June 20, 2017

Into The Dim Review

This week's novel is Into the Dim by Janet B. Taylor.  I flew to Austin on Thursday and flew back on Friday, and I read this whole book while waiting at the gate and sitting on the plane.  It was a good airplane book.

Hope has an eidetic memory, which she finds overwhelming to the point that it has given her a handful of phobias, which keep her isolated, fragile, and sheltered.  When her mother dies, her father sends her to spend the summer with her aunt in Scotland, where Hope discovers that her mother was a time traveler and she's not dead but trapped in the 12th century.  Hope and two other teenagers must travel back in time, where they have 72 hours to find and save her mother.

I really liked how Taylor portrays Hope's feelings of being overwhelmed--her panic attacks, her claustrophobia.  It's visceral prose and taps into the panic attacks I've had.  It made me sympathize with Hope.

She lost some of that sympathy by being so far behind me on picking up on what was going on.  She finds a hidden machine with a bunch of dates scrolling by, a bunch of period accurate and painstakingly labeled costumes, and a bunch of freakishly well preserved artifacts, one of which is a clear 900 year-old depiction of her mother.  And she's like "What's going on?!?"  It's time travel.  Come on.  Keep up.  And this happens through the whole story, which is made predictable since all the Chekhov's guns are very clearly marked so there aren't many surprises.  It's frustrating.

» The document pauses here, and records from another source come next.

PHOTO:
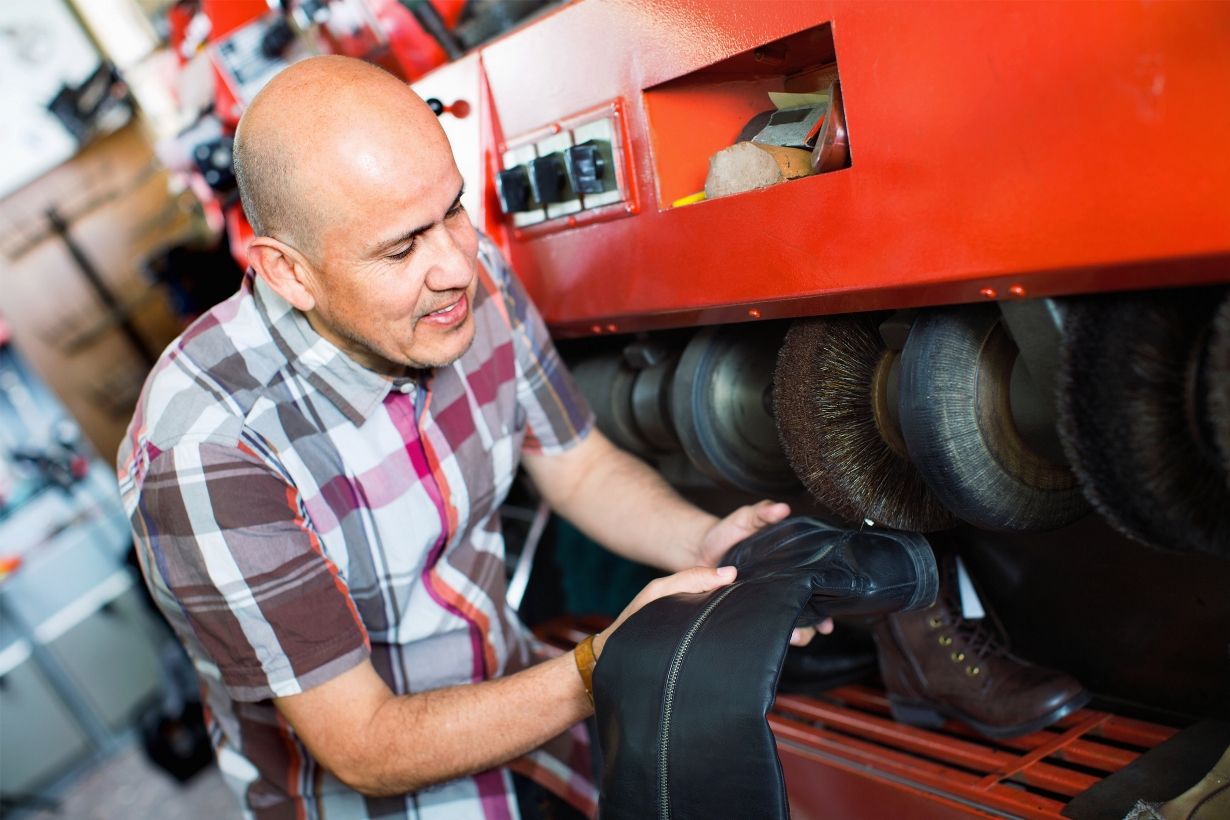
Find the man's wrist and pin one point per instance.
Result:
(586, 654)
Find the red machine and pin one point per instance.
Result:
(991, 306)
(994, 310)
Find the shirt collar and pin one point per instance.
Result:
(353, 389)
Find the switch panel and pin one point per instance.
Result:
(514, 189)
(547, 180)
(519, 202)
(587, 167)
(567, 172)
(600, 135)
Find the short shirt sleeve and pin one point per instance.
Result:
(229, 545)
(556, 412)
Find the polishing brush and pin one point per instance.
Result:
(835, 410)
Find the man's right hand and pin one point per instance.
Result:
(698, 579)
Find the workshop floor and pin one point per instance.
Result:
(128, 787)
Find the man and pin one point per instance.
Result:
(315, 467)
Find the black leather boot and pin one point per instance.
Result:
(936, 664)
(683, 686)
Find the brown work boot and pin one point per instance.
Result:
(936, 664)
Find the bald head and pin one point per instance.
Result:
(319, 132)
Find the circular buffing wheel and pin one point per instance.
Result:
(651, 403)
(720, 400)
(956, 408)
(834, 414)
(1218, 380)
(1133, 398)
(607, 384)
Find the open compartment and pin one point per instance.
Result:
(695, 116)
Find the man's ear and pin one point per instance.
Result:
(284, 269)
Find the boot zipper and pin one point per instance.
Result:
(668, 702)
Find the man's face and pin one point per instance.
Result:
(396, 272)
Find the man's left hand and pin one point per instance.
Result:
(739, 525)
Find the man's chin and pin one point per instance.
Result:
(455, 344)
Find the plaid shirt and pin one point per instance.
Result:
(295, 513)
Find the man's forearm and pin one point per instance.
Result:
(607, 496)
(410, 741)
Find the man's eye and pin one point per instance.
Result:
(401, 255)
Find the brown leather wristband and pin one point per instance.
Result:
(586, 662)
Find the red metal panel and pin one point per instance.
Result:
(1055, 148)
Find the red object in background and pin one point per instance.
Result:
(9, 564)
(407, 52)
(990, 146)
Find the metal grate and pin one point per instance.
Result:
(1032, 776)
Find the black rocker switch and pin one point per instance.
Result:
(547, 180)
(586, 167)
(514, 189)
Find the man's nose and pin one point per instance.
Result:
(452, 264)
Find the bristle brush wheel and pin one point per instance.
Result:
(832, 402)
(1133, 413)
(957, 418)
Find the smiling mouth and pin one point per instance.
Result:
(445, 311)
(449, 315)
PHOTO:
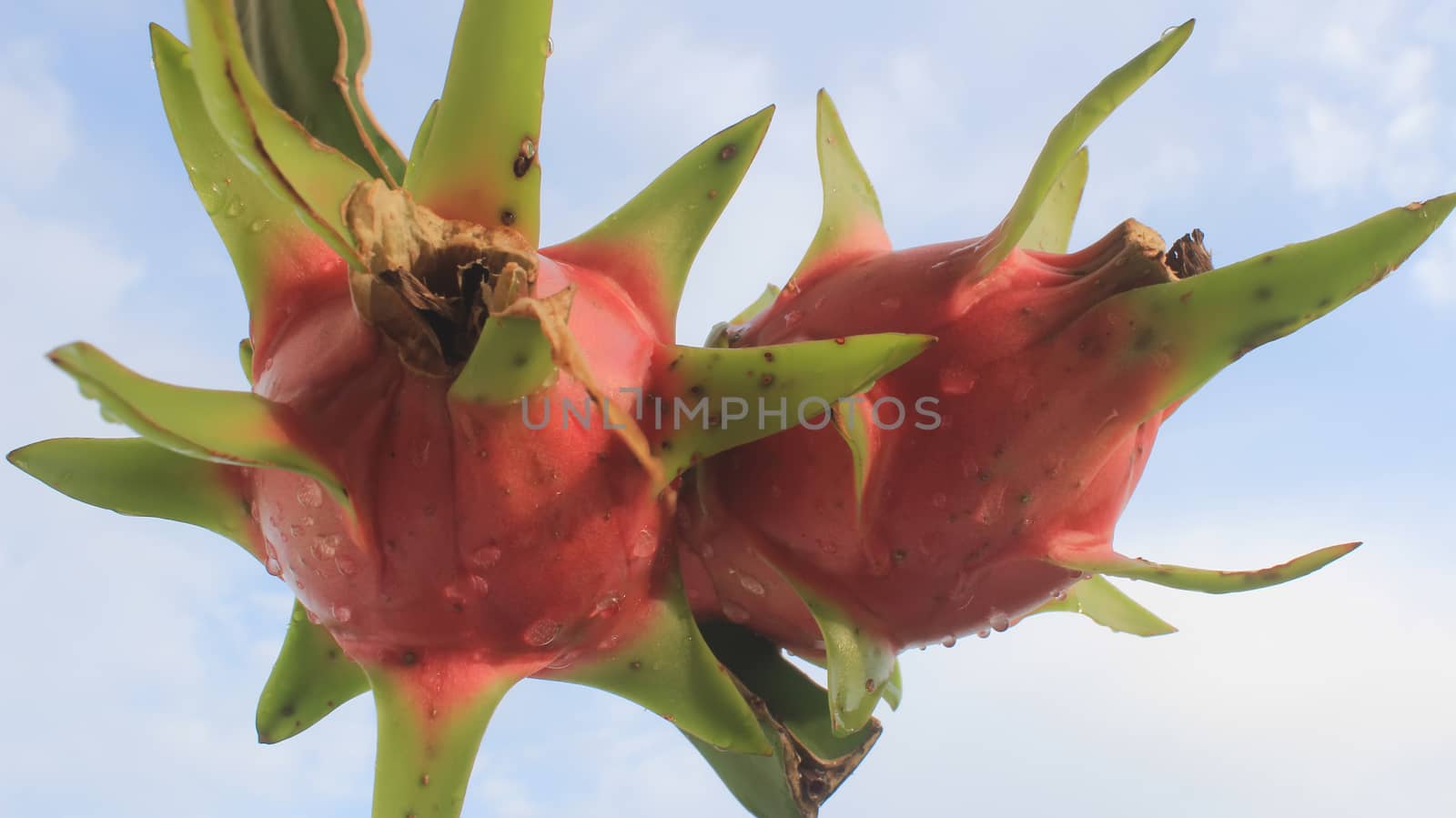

There were a handful of frustrating tropes that popped up.  There was Hope's "I'm better than other girls because I'm smart and not a slut."  There were the adults purposefully not answering Hope's questions until "later" when Hope's knowing would better fit the narrative.  There's the rampant violence against women because how else are you going to show that characters are bad guys.  There were the adults sending a team of children on a dangerous mission through time--a mission the adults attempted previously and failed--because they were "the only ones" who could do it.  If you're going to send someone back in time, why tell a kid about time travel to send her back instead of bringing in a competent adult and telling them about time travel and sending them?

And then I didn't care about the time period.  I know some people love it, but it smells like fertilizer, there's a risk of catching small pox, there's the previously mentioned rampant violence against women, and some pretty absurd racism (which isn't all that more absurd than other time periods, I guess).  It wouldn't be my first pick.

But it's a short read with some really lovely moments of prose (That first chapter!  Be still my heart!)